Le procureur a ensuite cherché à obtenir davantage de précisions sur les circonstances de la disparition de l’argent.
Lupin a finalement reconnu qu’il n’y avait pas eu d’effraction et que le coffre avait été ouvert à l’aide de la clé. « Je dépose la clé sur une étagère… Ils ont forcé la clé jusqu’à ce qu’elle reste bloquée à l’intérieur », s’est-il défendu.
Le président du Tribunal de grande instance de Banfora lui a alors posé une autre question : « S’il y avait 3,7 millions de FCFA dans le coffre, où est passé le reste des 6 millions ? »
À cette interrogation, Lupin a répondu : « Des frais de retrait », précisant que ceux-ci s’élevaient à environ 2,8 millions de FCFA.
Le procureur a également relevé que l’accusé avait acheté un scooter d’une valeur de 500 000 FCFA en moins de six mois de service.
Lupin a répondu qu’il avait économisé 70 000 FCFA par mois sur son salaire de 120 000 FCFA, tout en payant un loyer mensuel de 30 000 FCFA.
À son tour, le patron de Lupin a pris la parole. Selon lui, cette affaire était avant tout une question de confiance.

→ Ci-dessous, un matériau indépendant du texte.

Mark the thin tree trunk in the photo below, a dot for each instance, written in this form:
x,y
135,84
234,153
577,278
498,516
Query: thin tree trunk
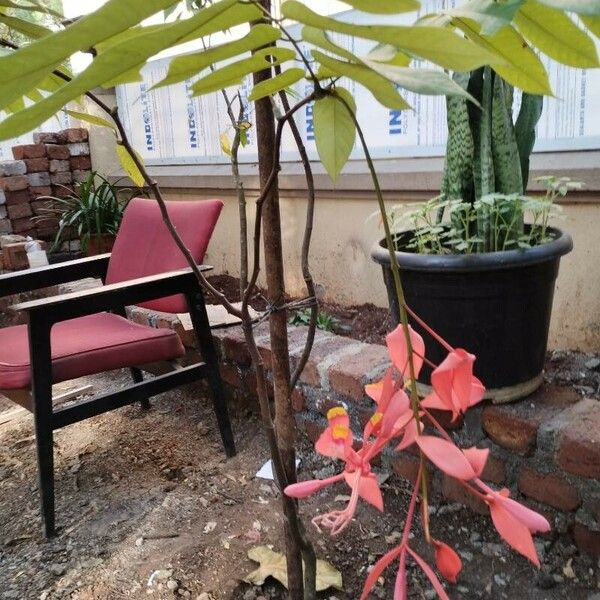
x,y
285,426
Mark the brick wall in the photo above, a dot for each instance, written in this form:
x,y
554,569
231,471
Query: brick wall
x,y
545,448
54,160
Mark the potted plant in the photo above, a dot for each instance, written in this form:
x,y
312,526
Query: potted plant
x,y
479,262
92,212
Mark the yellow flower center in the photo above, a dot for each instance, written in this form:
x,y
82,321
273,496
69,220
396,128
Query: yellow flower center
x,y
339,432
337,411
376,419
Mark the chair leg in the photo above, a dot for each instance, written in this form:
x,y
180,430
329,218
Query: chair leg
x,y
138,377
41,392
205,341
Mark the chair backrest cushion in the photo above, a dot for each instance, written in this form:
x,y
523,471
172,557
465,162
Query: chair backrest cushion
x,y
145,247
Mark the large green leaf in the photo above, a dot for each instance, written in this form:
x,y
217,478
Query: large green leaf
x,y
592,23
335,131
384,7
276,84
529,115
556,35
440,46
183,67
421,81
383,90
234,73
45,53
125,56
520,65
490,14
27,28
582,7
129,165
319,38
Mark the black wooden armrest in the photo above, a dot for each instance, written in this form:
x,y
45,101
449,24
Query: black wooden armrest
x,y
113,296
35,279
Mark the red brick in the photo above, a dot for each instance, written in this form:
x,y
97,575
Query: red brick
x,y
62,177
76,135
515,426
586,539
348,376
57,152
455,492
579,442
59,166
494,470
36,165
40,191
15,183
322,349
29,151
549,489
18,211
61,191
22,226
81,163
18,197
43,137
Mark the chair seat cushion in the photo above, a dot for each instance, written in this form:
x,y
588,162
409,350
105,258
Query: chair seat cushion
x,y
84,346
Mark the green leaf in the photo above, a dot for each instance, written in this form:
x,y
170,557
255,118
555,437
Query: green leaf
x,y
440,46
129,165
276,84
592,23
490,14
233,74
125,56
27,28
46,53
519,66
582,7
556,35
88,118
183,67
421,81
335,131
383,90
384,7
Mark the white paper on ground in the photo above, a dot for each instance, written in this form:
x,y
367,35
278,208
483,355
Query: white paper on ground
x,y
266,471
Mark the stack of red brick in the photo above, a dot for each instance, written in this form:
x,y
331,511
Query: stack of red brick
x,y
545,448
48,167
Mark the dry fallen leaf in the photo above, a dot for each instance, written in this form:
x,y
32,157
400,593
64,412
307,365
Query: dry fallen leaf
x,y
273,564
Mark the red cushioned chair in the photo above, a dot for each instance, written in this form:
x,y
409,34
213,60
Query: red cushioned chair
x,y
86,332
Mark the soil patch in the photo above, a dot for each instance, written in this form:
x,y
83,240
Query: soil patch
x,y
148,507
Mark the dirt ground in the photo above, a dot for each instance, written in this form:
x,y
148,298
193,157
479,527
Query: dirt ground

Lorsque la première disparition d’un million de FCFA s’était produite, il était intervenu auprès de ses supérieurs afin qu’ils « laissent tomber le million », car il ne croyait pas son employé capable d’un tel acte.
Il a ajouté que lorsque Lupin l’a informé de cette nouvelle disparition, il s’est déplacé à Banfora pour comprendre la situation. « Je lui ai dit que s’il savait quelque chose, c’était mieux de parler.
Nous pouvons encore trouver une solution », a-t-il déclaré. Avant de conclure sa déposition par ce proverbe : « Quand on lance un caillou en l’air, chacun attrape sa tête. »
Au terme des débats, la partie civile a demandé que Lupin soit condamné à rembourser les 6,5 millions de FCFA qu’il affirme avoir perdus.
Le procureur du Faso a, pour sa part, requis que l’accusé soit reconnu coupable d’abus de confiance et condamné à 12 mois d’emprisonnement avec sursis ainsi qu’à une amende de 500 000 FCFA, également assortie du sursis.
Invité à prendre la parole une dernière fois, Lupin a présenté ses excuses, reconnaissant avoir mal agi.
Il a demandé au tribunal de lui laisser une chance de se racheter en continuant à travailler afin de rembourser les sommes dues.
Le délibéré a été renvoyé en fin de rôle.